Takeaways from John Allspaw Talk at Velocity 2011

While the title of this talk by John Allspaw (@allspaw) was intriguing (Advanced Postmortem Fu and Human Error 101), it didn’t really do it justice.

John’s talk broke through all of the BS of “which tools do what”, and got to the core of the challenge we all in the #DevOps community face: we’re all human, we’re going to make mistakes, and our success or failure will largely be governed by the strength of the culture we’ve assembled around ourselves.

How popular are these get togethers? Standing room only at #velocityconf. So please excuse my “side angle” slide photos… it’s the only spot I managed to claim as my own!

So, without further ado, my big takeaways from @allspaw’s talk.

Crisis Patterns

There is a flow of events that can be found when looking back at a problem. It looks something like this, all leading up to the final event: the post-mortem.

The problem starts, and from there, the states that unfold are:

  1. Detection
  2. Evaluation
  3. Response
  4. Stable
  5. Confirmation
  6. All Clear, followed by a Post Mortem

And on top of these states over time, you know where your stress levels fall:

If you’re monitoring sucks, and for some period of time the problem goes undetected, your stress curve gets compressed quite a bit, but the flow of events is still the same.

Where your systems, tools, teams, culture, and ultimately, your entire organization will get put to the test, will be when you’ve detected a problem, evaluated it, and are in the process of responding… and it takes a long time to fix the problem.
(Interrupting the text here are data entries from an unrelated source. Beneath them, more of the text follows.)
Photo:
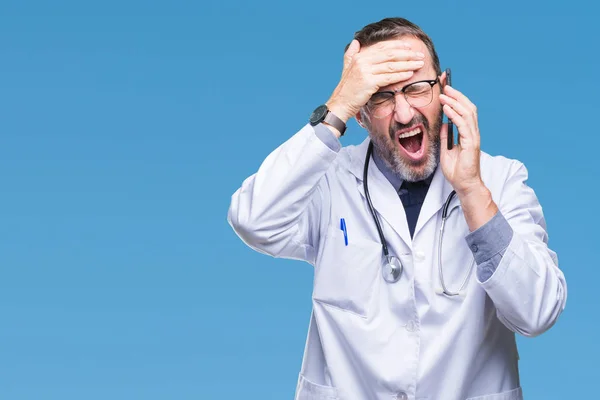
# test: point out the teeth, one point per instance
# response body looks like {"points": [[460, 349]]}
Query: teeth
{"points": [[414, 132]]}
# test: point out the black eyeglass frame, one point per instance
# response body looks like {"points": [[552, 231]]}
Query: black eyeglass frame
{"points": [[402, 90]]}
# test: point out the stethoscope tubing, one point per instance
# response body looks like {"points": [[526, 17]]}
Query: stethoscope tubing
{"points": [[445, 290]]}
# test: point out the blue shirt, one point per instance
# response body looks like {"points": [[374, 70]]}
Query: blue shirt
{"points": [[487, 243]]}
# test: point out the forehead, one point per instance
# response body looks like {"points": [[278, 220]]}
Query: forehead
{"points": [[426, 72]]}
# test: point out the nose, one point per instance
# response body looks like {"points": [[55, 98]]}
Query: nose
{"points": [[403, 112]]}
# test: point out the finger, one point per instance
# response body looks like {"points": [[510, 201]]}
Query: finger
{"points": [[451, 92], [456, 106], [444, 142], [353, 49], [383, 80], [398, 66], [443, 79], [392, 55], [462, 105]]}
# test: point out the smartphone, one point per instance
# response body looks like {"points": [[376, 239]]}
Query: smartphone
{"points": [[450, 124]]}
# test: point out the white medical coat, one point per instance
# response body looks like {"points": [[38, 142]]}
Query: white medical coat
{"points": [[369, 339]]}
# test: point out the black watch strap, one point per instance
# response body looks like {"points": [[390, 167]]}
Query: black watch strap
{"points": [[322, 114]]}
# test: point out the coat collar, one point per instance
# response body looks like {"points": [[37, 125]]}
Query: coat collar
{"points": [[385, 197]]}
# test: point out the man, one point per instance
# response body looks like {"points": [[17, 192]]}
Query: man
{"points": [[441, 322]]}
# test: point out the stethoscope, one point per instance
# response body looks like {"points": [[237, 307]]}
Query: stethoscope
{"points": [[392, 267]]}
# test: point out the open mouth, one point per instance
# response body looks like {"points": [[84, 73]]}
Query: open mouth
{"points": [[411, 141]]}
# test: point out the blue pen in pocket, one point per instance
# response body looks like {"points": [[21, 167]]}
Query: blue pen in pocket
{"points": [[343, 228]]}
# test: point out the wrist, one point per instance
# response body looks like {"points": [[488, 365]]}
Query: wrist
{"points": [[478, 205], [339, 110]]}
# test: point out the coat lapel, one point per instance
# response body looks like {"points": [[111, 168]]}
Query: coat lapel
{"points": [[386, 200], [384, 197], [436, 197]]}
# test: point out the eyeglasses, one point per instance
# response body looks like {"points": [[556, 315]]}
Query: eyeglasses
{"points": [[417, 94]]}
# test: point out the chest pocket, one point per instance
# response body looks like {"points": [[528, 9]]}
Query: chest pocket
{"points": [[345, 275]]}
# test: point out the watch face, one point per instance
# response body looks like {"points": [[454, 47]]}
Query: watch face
{"points": [[318, 115]]}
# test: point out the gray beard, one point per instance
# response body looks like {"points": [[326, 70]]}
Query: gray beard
{"points": [[402, 167]]}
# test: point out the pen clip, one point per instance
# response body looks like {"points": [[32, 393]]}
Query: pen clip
{"points": [[343, 228]]}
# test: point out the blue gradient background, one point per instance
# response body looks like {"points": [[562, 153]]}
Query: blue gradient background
{"points": [[125, 126]]}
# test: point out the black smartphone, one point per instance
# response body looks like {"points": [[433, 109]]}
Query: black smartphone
{"points": [[450, 124]]}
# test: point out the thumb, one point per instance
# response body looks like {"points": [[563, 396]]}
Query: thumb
{"points": [[351, 52]]}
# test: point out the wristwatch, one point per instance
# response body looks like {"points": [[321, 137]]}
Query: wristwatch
{"points": [[322, 114]]}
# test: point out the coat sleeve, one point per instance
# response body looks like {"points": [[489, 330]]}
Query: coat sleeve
{"points": [[527, 288], [279, 209]]}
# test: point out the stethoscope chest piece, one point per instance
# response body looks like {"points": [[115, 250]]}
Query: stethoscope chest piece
{"points": [[392, 269]]}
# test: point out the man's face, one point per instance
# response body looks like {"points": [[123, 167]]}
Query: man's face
{"points": [[413, 157]]}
These are the most stressful of all scenarios, and it’s a scenario we all strive to avoid.

So, what can be done during Post Mortem to better prepare ourselves for the future?

Post Mortem

Folks have written at length on techniques of root cause analysis for identifying “what went wrong?”

Five Why’s: For each answer to “Why?”, ask another “Why?”

Swiss Cheese: What I can only describe as “Allspaw’s Swiss Cheese”, building a mental model around layers of protection against failure (the cheese) and the complex interactions that can lead to failure (the holes in the cheese).

What, you don’t believe me?

Many more efforts (both commercial and academic) have spent significant time looking into techniques and categorizations, but deliver limited real-world value. So, what is valuable?

There Is No Root Cause

What is valuable is stepping back and understanding that there is no single root cause!

These are complex systems. They have many, many interacting components. Not the least of which are the human beings that have created and are responsible for these systems. The most challenging problems are almost always systemic in origin.

It’s not just a “web server” that failed… it’s that a feature on the roadmap that was supposed to go out yesterday actually went out today (due to miscommunication from a poor dashboard design and the fact that the DBA’s car broke down yesterday so folks made a decision to delay) and news of the feature was picked up by TechCrunch sending HUGE amounts of traffic to the site and putting HUGE strain on the servers which were underprovisioned (running low on that last round of funding…) and no one was watching for this because… my favorite part… the entire ops team was at Velocity.

The problems of systemic origin do not benefit from a traditional root cause analysis. Even when applied, most folks conclude the problem was “Human Error”, but what value is that conclusion? It’s not like people come into work today planning on taking down the web site! Nobody comes into work with the intention of doing a bad job. The only real solution to these systemic problems is as complex as the cause: it comes down to the people, and the culture those people have built. So, if you end your root cause analysis with “human error”, you have to dig further. You have to look at your culture that led to that failure.

What Can We Do To Improve Our Culture?

A lot. A couple of ideas from John:

  • A Failure Gone Wrong is a Success: Rather than evaluating your failures and trying to figure out what went wrong, evaluated your successes and evaluate what went right. Maybe you did 100 code pushes, and 6 caused problems. If you only focus on the failures, you have 6 sets of data to evaluate. But if you switch the question around, and try to figure out what in those 94 code pushes went right, you’ll open yourself up to many more opportunities for insight.
  • A Just Culture: A just culture balances accountability with learning. No room for malice
  • Near Misses: Post mortem discussions are extremely important, and most people realize that. What’s often missed are those “near disaster” moments. Many lessons can be learned by investigating what almost went horribly wrong, and we need to have a culture that values honesty and humility to send out an email like this:

 

  • Pre Mortem: What’s better than a post-mortem is a pre-mortem! Discussing what COULD go wrong before it does. Communication is key.
  • Effective Organizational Structure: People can only be held accountable for the things that they’ve been given both the responsibility AND the authority for.

Another fantastic talk by @allspaw!